I should be taking a shower right now, but I have to get this out before I can move on with my day.
My oldest child is … out-of-the-box. Some people call him a firecracker, a character, balls-to-the-wall, over-the-top, or they will just say, “Wow — he’s something else.”
He will yell at me from the back of our van, “Hurry UP Mommy! I’m growing a beard back here!” He will strip down to his underwear and yell, “HAVE I GOT A SHOW FOR YOU!” He’s always yelling, because he has one volume and that is loud.
He says things for shock value and waits for a reaction. He talks over everyone else. He thinks he knows more than any adult out there, he’s a backseat driver and a boss-around-er and knows the lyrics to a lot of my favorite top 40 songs. Then he changes the lyrics to make the song applicable to whatever is happening around him.
It takes time to see what I’m talking about, because generally he is very mannerly and well-behaved around people he doesn’t know well. Unless there is a stage nearby, and then all bets are off because my Maverick hearts a stage.
He is many, many things for a 5-year-old boy. I can already see how complicated of a person he is, all the different fabrics weaving together to make up his hilarious and infuriating personality. I am grateful that he is our firstborn, I am grateful that he gives me stories to tell, and I am grateful that he is forgiving because I often feel like I’m not very good at mothering him.
Maverick has been terrible the past few days. I mean straight up BAD, and I don’t like to use that word to describe my children. I spent a lot of time thinking about what the problem might be. Was he tired? Was he getting sick? I couldn’t spend long thinking about it before he was bashing his little brother over the head again or screaming “NO!!“ at me when I asked him to do something. Trying to prepare for Christmas with a houseful of kids, one of whom is acting like an outright tyrant, sucked.
To make a long and painful story short, I reached rock bottom of motherhood as we all do from time to time when we completely lose our shit and scare the children. I went to my bathroom to calm down and thought about how we couldn’t keep doing this. It wasn’t working, I didn’t know what was wrong with my kid, but I had figure out how to make it stop because I am the adult and that is my job.
I went in the kitchen and I pulled him onto my lap and just sat in silence hugging him. His body melted into mine like he had been waiting for that hug for his entire life. He needed THAT. He needed me to look at him and tell him how much I love him and how important he is to me. Him, Maverick. Not “all of you” or “you and your brother and sister.” Just him.

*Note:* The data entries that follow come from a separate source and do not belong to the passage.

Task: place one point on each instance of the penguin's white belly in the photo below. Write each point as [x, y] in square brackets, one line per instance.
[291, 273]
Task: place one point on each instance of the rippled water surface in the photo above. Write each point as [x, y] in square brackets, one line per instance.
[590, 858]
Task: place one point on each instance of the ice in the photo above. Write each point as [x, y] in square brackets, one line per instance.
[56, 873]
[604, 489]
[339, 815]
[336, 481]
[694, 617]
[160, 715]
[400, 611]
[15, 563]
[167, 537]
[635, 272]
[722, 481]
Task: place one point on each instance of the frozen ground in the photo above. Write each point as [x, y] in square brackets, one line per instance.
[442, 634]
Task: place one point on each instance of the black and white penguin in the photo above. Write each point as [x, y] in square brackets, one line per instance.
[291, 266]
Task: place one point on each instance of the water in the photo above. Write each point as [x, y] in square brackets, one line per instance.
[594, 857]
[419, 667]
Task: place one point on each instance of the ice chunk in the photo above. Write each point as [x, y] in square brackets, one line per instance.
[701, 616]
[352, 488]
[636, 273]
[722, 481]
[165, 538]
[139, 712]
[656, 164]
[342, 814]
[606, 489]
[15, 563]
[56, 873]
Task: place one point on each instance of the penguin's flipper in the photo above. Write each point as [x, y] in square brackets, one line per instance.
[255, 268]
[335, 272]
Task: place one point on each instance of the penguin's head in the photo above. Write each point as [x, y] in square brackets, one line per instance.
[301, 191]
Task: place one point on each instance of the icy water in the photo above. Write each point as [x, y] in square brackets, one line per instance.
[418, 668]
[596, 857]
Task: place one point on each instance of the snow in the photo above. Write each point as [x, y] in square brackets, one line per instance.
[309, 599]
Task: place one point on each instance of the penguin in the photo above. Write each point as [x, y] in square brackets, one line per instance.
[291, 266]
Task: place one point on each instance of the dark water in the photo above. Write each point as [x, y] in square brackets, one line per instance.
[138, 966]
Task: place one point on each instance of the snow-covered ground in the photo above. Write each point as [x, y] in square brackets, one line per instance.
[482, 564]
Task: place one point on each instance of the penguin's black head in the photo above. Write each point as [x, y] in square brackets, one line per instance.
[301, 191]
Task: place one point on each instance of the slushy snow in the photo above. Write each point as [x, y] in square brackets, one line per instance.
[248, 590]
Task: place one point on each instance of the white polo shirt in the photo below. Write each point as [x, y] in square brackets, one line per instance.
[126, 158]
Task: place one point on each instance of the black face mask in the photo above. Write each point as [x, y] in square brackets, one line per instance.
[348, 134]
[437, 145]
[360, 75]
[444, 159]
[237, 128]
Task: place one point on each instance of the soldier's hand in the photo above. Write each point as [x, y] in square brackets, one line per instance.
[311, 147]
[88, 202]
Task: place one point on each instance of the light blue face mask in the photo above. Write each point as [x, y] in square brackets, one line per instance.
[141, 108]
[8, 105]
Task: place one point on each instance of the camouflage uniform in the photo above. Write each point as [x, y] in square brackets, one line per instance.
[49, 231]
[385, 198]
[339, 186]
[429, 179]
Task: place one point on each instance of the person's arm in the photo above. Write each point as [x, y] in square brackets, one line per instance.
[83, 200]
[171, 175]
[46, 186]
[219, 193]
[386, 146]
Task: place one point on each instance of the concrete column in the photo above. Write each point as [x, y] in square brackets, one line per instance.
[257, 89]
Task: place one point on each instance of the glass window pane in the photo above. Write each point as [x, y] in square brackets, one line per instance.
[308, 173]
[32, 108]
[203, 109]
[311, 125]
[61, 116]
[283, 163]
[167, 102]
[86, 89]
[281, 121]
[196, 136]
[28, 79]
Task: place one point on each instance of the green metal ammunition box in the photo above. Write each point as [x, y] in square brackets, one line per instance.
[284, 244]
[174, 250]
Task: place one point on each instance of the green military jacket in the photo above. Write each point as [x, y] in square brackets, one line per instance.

And before you judge me for not doing that sooner, which is what I would have wondered two or three kids ago — why doesn’t this chick think of things like hugging her kids when they are upset?! — let me point out that when you’re in survival mode things don’t occur to you like they would if you were in a normal state. So unless you want to come over here and get the pee smell out of my guest bathroom, SHUT IT.
I don’t yet understand the inner workings of Maverick’s mind and I haven’t mastered the art of meeting his needs before we go on a 5-day bender of absolute hell … but I do know this. My children do not need more toys. They don’t need their every whim to be met on Christmas morning. My children need me to hug them and take the time to let them know that they are important. I am ashamed that I have been too wrapped up in baking cookies and making lists to give my child the reassurance that he needed for whatever reason.
Tomorrow morning, Maverick will get the spaceship that he has been wanting for the past two years. But more importantly, he will get lots and lots of hugs.